You can plan for it. You can train for it. You can create as many systems designed to prevent it as you want, but at the end of the day disasters still occur and they happen when we least expect them.
Whether it’s a natural disaster that knocks a data centre offline or a cyber attack that ravages critical systems, there’s no shortage of damage that can happen to a business during this time. According to Gartner, companies can lose an average of $5600 per minute in an outage – $300,000 per hour.
It’s imperative to have a comprehensive disaster recovery plan in place to ensure your business is properly prepared to cope with any disaster that comes along, in order to get back up and running as soon as possible. To make sure your plan is airtight and isn’t leaving any room for error, there are several questions you should ask along the way.
- Does each member of your team have a defined role?
Having a disaster recovery team with defined roles is key. You need to consider each person’s responsibilities and establish a communication plan. This includes having contact information for the team readily accessible at all times, with roles, responsibilities and contact details clearly detailed. Having clearly defined roles along with a concrete communication plan will make carrying out a disaster recovery plan infinitely easier from the get-go.
- Do you have access to additional budget?
Much like the unpredictable nature of a disaster itself, unexpected costs can be a barrier to getting back online. Do you need to failover onto the cloud? You’ll have to prepare for the usage fees associated with it. Do you need to bring in consultants or contractors to assist you? You’ll have to pay them just as much, if not more than your employees.
Every minute of downtime can result in huge IT expenses, especially for larger enterprises. Taking into account these unplanned expenses ahead of time and building them into the overall disaster recovery plan is critical to ensure your team doesn’t meet any further snags when trying to get authorisation for these costs.
- Is your data mobile?
When a data centre goes offline, your data may have to temporarily go elsewhere - i.e. the cloud - in order for the company to access it again as quickly as possible. In other words, you should ask yourself if your data is confined to your physical infrastructure, or if it’s mobile and can move freely to different locations.
Data mobility means immediate and self-service data access in the case of a disaster. In addition, data mobility enables accelerated application development, faster testing and business acceptance, more development output, improved productivity and time-to-impact business intelligence. Without data mobility, you run the risk of higher costs and lost time.

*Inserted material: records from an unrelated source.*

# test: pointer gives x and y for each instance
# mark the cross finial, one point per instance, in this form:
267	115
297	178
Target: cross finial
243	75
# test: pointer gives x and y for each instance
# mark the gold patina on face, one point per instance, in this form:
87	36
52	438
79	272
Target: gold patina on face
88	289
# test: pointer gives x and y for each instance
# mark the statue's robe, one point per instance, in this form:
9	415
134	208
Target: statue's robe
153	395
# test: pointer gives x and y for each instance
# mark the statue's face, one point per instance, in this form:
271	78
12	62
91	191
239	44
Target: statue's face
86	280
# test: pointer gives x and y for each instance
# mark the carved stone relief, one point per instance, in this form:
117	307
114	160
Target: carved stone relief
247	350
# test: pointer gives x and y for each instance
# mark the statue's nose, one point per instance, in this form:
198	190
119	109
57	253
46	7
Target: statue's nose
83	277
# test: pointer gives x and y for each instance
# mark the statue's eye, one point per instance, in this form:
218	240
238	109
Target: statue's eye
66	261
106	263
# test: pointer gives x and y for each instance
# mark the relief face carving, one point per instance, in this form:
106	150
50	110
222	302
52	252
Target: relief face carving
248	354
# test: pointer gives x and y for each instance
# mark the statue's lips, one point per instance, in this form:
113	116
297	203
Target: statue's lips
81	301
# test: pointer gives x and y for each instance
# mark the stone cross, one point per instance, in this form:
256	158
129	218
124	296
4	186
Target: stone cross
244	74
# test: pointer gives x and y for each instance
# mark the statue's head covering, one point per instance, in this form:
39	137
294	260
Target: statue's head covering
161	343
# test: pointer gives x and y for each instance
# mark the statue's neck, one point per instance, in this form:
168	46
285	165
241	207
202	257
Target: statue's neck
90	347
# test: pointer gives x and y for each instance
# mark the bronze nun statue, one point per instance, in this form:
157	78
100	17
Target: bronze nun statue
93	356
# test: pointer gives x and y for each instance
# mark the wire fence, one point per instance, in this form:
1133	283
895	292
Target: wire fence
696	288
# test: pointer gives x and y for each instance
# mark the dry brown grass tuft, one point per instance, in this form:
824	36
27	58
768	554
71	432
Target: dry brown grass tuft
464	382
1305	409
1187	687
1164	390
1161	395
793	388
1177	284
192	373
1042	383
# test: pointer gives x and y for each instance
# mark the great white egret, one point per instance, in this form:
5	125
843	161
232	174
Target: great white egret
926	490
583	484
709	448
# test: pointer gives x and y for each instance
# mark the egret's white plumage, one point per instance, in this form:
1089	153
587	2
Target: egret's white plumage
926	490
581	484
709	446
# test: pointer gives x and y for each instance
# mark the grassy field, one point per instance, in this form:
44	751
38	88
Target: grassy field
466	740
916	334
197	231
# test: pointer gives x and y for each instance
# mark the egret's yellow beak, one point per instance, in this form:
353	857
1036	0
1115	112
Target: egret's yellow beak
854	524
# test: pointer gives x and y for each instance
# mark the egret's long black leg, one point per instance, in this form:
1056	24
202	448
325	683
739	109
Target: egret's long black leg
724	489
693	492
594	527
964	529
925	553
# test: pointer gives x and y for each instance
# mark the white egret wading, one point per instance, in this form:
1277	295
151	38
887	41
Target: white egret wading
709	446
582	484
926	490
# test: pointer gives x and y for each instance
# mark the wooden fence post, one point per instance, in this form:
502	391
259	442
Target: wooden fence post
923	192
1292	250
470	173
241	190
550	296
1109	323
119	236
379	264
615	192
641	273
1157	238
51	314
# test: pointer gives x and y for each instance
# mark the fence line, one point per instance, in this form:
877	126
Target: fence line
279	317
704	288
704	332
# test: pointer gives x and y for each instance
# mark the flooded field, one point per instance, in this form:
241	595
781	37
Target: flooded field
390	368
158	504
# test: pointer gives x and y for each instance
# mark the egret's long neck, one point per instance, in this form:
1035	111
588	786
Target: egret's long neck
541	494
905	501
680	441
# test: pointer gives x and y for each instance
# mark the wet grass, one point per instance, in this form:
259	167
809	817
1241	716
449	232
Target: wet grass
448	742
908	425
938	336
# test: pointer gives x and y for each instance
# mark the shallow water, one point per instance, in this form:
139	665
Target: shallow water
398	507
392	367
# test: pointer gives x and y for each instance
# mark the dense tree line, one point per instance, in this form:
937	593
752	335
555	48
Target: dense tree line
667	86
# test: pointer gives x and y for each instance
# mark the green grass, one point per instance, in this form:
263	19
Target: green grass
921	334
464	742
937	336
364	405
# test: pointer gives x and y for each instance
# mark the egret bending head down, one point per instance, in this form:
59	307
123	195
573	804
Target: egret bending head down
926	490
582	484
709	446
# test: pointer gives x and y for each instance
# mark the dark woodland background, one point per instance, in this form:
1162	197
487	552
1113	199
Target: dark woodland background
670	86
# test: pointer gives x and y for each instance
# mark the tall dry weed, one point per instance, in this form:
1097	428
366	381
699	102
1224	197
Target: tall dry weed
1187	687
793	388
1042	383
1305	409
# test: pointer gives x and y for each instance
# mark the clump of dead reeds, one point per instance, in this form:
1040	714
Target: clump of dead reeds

- Do you know what the biggest vulnerabilities are?
It’s important to be aware of what is most likely to go wrong when creating a disaster recovery plan so you can focus on those vulnerabilities and thus make the plan as valuable as possible. Some examples of the most common data vulnerabilities include deployment failures, database inconsistencies, and data leaks. Honing in on the vulnerabilities and finding ways to avoid them will make for a much smoother disaster recovery process.
- Have you tested your plan?
Testing the plan to make sure it rolls out successfully is an absolute must. After testing, analyse the result to see if the plan performed according to specifications. After analysing the outcome, are there any areas that need to be improved? Once you’re done with the analysis, test again and again. Testing a plan should be done consistently on a regular basis so the plan can evolve to be the best it can be.
- Is your solution up-to-date?
Finally, using up-to-date solutions is essential to have a strong disaster recovery plan. Do you have the latest modern data management solution that includes disaster recovery or is it just a traditional stand-alone system that has never been tested? Considering the newest technologies such as copy data virtualisation will bring the way you manage disaster recovery to the next level.
The risks associated with poor disaster recovery, such as data loss, unforeseen budget expenses, and loss of customer trust can be avoided by taking all of these questions into consideration during planning.
Having the ability to recover as quickly as possible while minimising downtime and expenses will ease the lives of the IT team and protect the entire organisation.